According to NOAA, the data recording start from Jan. 1950. At that time, they recorded only one event type - tornado. They added more events gradually, and only from Jan 1996 they started recording all events type. Since our objective is comparing the effects of different weather events, we need only to include events that started not earlier than Jan 1996.
# create subsetting by date
main_data <- storm_data
main_data$BGN_DATE <- strptime(storm_data$BGN_DATE, "%m/%d/%Y %H:%M:%S")

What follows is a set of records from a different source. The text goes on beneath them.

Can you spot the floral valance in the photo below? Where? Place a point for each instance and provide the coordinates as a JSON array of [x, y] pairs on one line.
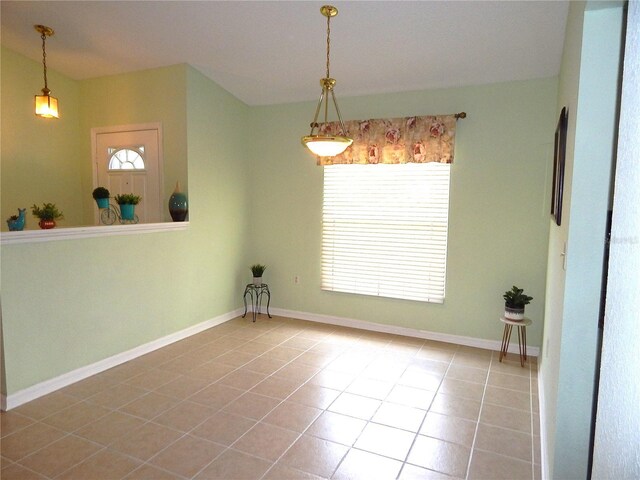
[[396, 140]]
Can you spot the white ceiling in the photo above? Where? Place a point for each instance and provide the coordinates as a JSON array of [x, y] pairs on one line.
[[268, 52]]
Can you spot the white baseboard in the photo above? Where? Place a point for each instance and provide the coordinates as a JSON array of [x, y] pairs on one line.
[[408, 332], [66, 379], [544, 459]]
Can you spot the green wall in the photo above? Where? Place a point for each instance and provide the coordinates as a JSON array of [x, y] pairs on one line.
[[41, 160], [589, 89], [67, 304], [499, 207]]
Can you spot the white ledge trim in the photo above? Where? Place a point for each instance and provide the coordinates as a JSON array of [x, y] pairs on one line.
[[74, 233]]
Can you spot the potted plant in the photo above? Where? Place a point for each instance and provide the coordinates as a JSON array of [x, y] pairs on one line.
[[514, 302], [127, 202], [16, 222], [101, 196], [48, 214], [257, 271]]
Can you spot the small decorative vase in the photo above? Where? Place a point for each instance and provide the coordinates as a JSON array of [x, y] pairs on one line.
[[178, 205], [17, 224], [515, 314], [126, 211], [47, 224], [102, 202]]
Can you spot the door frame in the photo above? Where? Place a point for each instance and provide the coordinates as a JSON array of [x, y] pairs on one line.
[[127, 128]]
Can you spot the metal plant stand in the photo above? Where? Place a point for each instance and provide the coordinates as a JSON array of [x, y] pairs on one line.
[[256, 292]]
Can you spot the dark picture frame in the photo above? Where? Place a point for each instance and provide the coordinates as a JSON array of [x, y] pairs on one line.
[[559, 152]]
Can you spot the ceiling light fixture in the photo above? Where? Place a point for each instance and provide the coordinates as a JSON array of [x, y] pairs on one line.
[[322, 143], [46, 105]]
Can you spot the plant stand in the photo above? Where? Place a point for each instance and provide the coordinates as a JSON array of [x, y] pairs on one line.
[[522, 337], [256, 292]]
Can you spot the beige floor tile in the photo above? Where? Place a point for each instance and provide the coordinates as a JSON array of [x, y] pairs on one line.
[[412, 397], [185, 416], [387, 441], [117, 396], [183, 387], [314, 396], [149, 472], [224, 428], [363, 465], [152, 379], [252, 405], [242, 379], [265, 366], [18, 472], [451, 429], [150, 405], [315, 455], [417, 378], [235, 358], [456, 406], [90, 386], [28, 440], [109, 428], [486, 465], [504, 442], [187, 456], [355, 406], [11, 422], [411, 472], [284, 472], [370, 387], [216, 396], [59, 456], [46, 406], [506, 417], [337, 428], [211, 371], [460, 388], [76, 416], [399, 416], [104, 465], [266, 441], [292, 416], [440, 456], [146, 441], [507, 398], [333, 379], [276, 387], [236, 465], [297, 371], [468, 374], [512, 382]]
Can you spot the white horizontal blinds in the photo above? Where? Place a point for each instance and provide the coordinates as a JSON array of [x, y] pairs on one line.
[[385, 230]]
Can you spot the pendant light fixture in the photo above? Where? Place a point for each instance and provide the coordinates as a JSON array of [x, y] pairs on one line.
[[46, 105], [321, 143]]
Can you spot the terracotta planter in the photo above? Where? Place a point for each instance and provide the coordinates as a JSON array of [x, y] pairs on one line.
[[47, 224]]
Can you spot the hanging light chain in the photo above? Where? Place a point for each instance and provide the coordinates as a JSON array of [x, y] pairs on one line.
[[328, 41]]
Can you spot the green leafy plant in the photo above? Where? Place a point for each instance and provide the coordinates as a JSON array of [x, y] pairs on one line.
[[49, 211], [127, 199], [257, 269], [100, 192], [515, 298]]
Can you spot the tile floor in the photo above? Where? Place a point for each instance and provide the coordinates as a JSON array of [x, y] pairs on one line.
[[286, 399]]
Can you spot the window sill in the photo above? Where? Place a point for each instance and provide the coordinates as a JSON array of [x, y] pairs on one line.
[[74, 233]]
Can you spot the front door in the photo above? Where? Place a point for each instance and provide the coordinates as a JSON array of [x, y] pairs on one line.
[[128, 160]]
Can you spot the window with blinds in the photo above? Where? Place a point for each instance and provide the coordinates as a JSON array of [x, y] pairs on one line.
[[384, 230]]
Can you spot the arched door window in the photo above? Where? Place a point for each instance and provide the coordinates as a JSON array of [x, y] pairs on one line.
[[126, 158]]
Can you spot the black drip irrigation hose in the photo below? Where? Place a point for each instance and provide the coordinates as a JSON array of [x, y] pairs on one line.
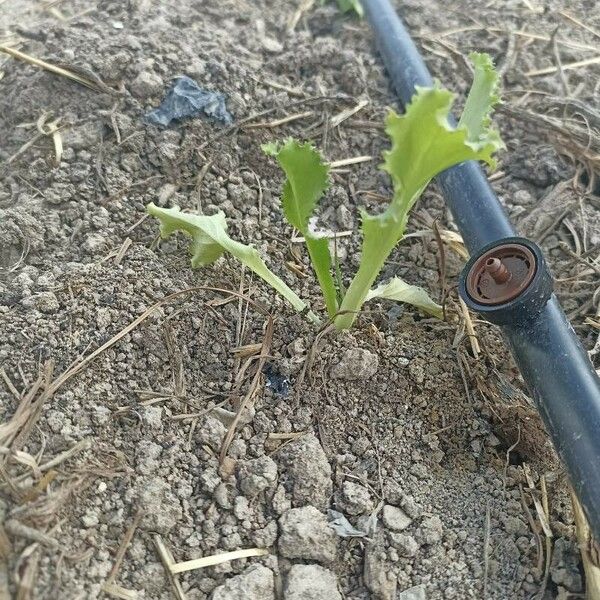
[[552, 361]]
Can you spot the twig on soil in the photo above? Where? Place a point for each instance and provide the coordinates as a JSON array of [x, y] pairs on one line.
[[263, 113], [18, 529], [567, 67], [339, 118], [216, 559], [261, 359], [86, 80], [108, 586], [546, 507], [278, 122], [310, 357], [571, 18], [561, 72], [336, 164], [507, 460], [167, 560], [442, 267], [486, 550], [469, 328]]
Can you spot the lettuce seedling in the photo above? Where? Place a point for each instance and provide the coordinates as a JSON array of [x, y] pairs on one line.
[[307, 179], [210, 240], [424, 143], [349, 5]]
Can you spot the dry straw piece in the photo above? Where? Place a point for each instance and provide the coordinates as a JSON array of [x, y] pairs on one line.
[[88, 81]]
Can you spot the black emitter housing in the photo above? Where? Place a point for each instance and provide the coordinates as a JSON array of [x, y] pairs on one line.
[[552, 361]]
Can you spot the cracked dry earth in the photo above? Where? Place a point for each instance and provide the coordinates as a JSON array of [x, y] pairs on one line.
[[430, 455]]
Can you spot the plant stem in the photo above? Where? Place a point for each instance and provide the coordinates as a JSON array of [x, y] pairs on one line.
[[318, 251]]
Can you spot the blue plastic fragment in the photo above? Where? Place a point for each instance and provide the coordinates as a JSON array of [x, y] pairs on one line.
[[187, 99], [277, 382]]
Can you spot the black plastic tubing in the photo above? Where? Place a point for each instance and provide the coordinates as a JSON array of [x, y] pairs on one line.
[[549, 355]]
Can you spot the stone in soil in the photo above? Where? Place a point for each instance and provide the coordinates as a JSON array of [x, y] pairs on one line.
[[355, 499], [395, 518], [379, 578], [356, 364], [311, 582], [255, 583], [305, 534], [257, 475], [308, 472], [416, 592]]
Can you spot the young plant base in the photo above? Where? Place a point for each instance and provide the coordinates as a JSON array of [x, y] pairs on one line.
[[424, 143]]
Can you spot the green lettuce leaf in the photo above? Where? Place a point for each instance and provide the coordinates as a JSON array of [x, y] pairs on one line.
[[210, 240], [424, 143], [307, 179], [398, 289]]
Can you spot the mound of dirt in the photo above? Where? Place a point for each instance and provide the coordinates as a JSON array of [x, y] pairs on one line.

main_data <- subset(main_data, BGN_DATE > "1995-12-31")
Based on the above mentioned documentation and preliminary exploration of raw data with ?str?, ?names?, ?table?, ?dim?, ?head?, ?range? and other similar functions we can conclude that there are 7 variables we are interested in regarding the two questions.
Namely: EVTYPE, FATALITIES, INJURIES, PROPDMG, PROPDMGEXP, CROPDMG, CROPDMGEXP.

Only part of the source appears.